Ironically, some pro-Beijing legislators did not like the new election system. Candidates from at least three pro-Beijing parties could not meet the threshold. Michael Tien, a pro-Beijing legislator, complained that they could hardly meet the committee members holding the nominating power. He suggested that meeting the threshold for running in the elections was “ten times harder” than for the Legislative Council election. Most candidates belonged to the largest traditional pro-Beijing parties, where the committee members came from. The new nominating system not only eliminated the pro-democracy candidates but also marginalised the small pro-Beijing parties.

The government tried to make the election celebratory, but there was a tense mood in the city on election day. Over 10,000 police officers were deployed, and at least six people were arrested for offences like posting online to encourage people to cast invalid ballots. They were a few of the over 10,000 people arrested for political reasons since 2019. Some voters showed their grievances in a less risky way, such as dropping campaigning leaflets into a urinal.  
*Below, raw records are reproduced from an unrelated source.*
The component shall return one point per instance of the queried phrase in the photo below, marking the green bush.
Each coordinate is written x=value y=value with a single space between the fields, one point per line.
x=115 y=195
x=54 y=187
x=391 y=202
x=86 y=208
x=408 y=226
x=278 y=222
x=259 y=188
More of them simply boycotted the election. The turnout of 27.5% was the lowest since the end of colonial rule in 1997, yet was applauded as “good” by the Chief Executive. The election did not go smoothly despite the low public participation. The polling time was extended for 90 minutes after an electronic poll register system failure, and the Electoral Commission said the extension was not linked at all to the turnout rate. 

The low turnout and technical issues overshadowed the actual election result, which was not reported by any Western media organisations. The Democratic Alliance for the Betterment and Progress of Hong Kong (DAB), the largest pro-Beijing party, won the election with the highest number of candidates elected. 40% of the elected and appointed District Council members were those that lost elections in 2019. 
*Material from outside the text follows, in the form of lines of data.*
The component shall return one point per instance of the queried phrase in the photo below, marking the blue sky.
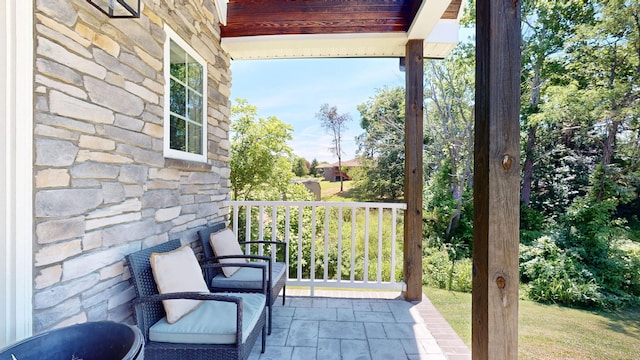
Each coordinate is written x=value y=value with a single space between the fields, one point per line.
x=294 y=90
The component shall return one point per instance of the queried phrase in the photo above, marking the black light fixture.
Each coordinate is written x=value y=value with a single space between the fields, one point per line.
x=118 y=8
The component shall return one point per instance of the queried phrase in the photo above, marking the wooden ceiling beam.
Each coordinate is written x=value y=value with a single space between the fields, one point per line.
x=273 y=17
People neither supported the new voting system, nor believed that the new line-up would bring them a better life, but they could not do anything. Thus, they just remained silent


The election results did not represent public opinion, on account of the voting system and the low turnout. However, they show the low public trust in the government. A strong sense of hopelessness has loomed over the city since 2019. News about the pandemic, the wave of emigration, small shops and book shops closing down, and the prosecution of political activists constantly conquer the few remaining non-patriotic media. Social problems, like the rising cost of living and the lack of work-life balance remain unresolved, adding insult to injury. In 2023, the happiness index even dropped to a 10-year low. People neither supported the new voting system, nor believed that the new line-up would bring them a better life, but they could not do anything. Thus, they just remained silent. 
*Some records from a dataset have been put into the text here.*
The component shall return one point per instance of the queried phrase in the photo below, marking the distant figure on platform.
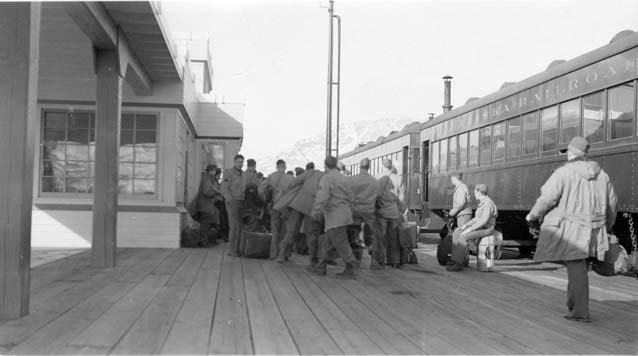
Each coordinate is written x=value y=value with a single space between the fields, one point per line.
x=461 y=209
x=482 y=225
x=578 y=208
x=334 y=201
x=271 y=190
x=234 y=190
x=300 y=207
x=209 y=194
x=366 y=189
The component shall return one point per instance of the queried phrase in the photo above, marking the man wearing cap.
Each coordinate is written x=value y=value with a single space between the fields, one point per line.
x=366 y=189
x=300 y=207
x=334 y=201
x=391 y=171
x=578 y=208
x=482 y=225
x=461 y=209
x=271 y=190
x=209 y=193
x=234 y=191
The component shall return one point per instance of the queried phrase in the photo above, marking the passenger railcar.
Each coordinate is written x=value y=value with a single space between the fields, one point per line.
x=512 y=140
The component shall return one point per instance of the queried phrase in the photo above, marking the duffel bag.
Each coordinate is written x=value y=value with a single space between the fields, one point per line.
x=256 y=244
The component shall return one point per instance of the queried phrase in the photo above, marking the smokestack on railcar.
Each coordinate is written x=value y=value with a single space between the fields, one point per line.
x=447 y=93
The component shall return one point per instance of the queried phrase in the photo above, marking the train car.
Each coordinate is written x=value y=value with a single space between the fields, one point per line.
x=513 y=139
x=402 y=147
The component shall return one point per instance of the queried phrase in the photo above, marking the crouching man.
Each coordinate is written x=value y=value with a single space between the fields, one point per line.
x=334 y=201
x=482 y=225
On the day of the election, the LGBT+ activist group ‘Pink Dot’ held its annual carnival. It is the largest LGBT+ festival in Hong Kong. Although the police force ordered the organisation to end the event earlier and strictly limited the number of attendants, everyone enjoyed the performance of local singers and drag queens a lot. The future of the city looks gloomy, but some people are trying their best to make it a bit brighter.